Iran and Sweden swap prisoners: a diplomat for a judiciary official

Iran and Sweden swap prisoners: a diplomat for a judiciary official

Iran and Sweden carried out a prisoner swap on Saturday that involved the release of Hamid Nouri, who was convicted of war crimes by Sweden over mass executions that took place in 1988.

In exchange, Iran released Johan Floderus, a Swede who had been working for the European Union's diplomatic corps, as well as a man identified as Saeed Azizi by Swedish Prime Minister Ulf Kristersson.

In 2022, the Stockholm District Court sentenced Nouri to life in prison over his role in the 1988 executions. It identified him as an assistant to the deputy prosecutor at the Gohardasht prison outside the Iranian city of Karaj.

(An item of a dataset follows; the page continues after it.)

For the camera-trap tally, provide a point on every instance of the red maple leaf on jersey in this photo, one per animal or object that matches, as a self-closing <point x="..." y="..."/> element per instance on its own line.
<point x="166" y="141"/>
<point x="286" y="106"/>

The 1988 mass executions came at the end of Iran’s long war with Iraq. After Iran’s then-Supreme Leader Ruhollah Khomeini accepted a United Nations-brokered cease-fire, members of the Iranian opposition group Mujahedeen-e-Khalq, heavily armed by Saddam Hussein, stormed across the Iranian border in a surprise attack.

International rights groups estimate that as many as 5,000 people were executed. Iran has never fully acknowledged the executions, apparently carried out on Khomeini’s orders.

Supporters of the People's Mojahedin Organization of Iran protest outside Stockholm's district court on the first day of the trial of Hamid Noury, in Stockholm, August 2021.
Supporters of the People's Mojahedin Organization of Iran protest outside Stockholm's district court on the first day of the trial of Hamid Noury, in Stockholm, August 2021. - AP

Floderus' family said he was arrested in April 2022 at Tehran airport while returning from a holiday with friends. His detention represented yet another case of Tehran using foreigners or those with dual nationalities as pawns in negotiations with the West.

Azizi's case was not as prominent as Floderus'. In February, the group Human Rights Activists in Iran reported that the dual Iranian-Swedish national had been sentenced to five years in prison by Tehran's Revolutionary Court on charges of “assembly and collusion against national security.” The group said Azizi has cancer.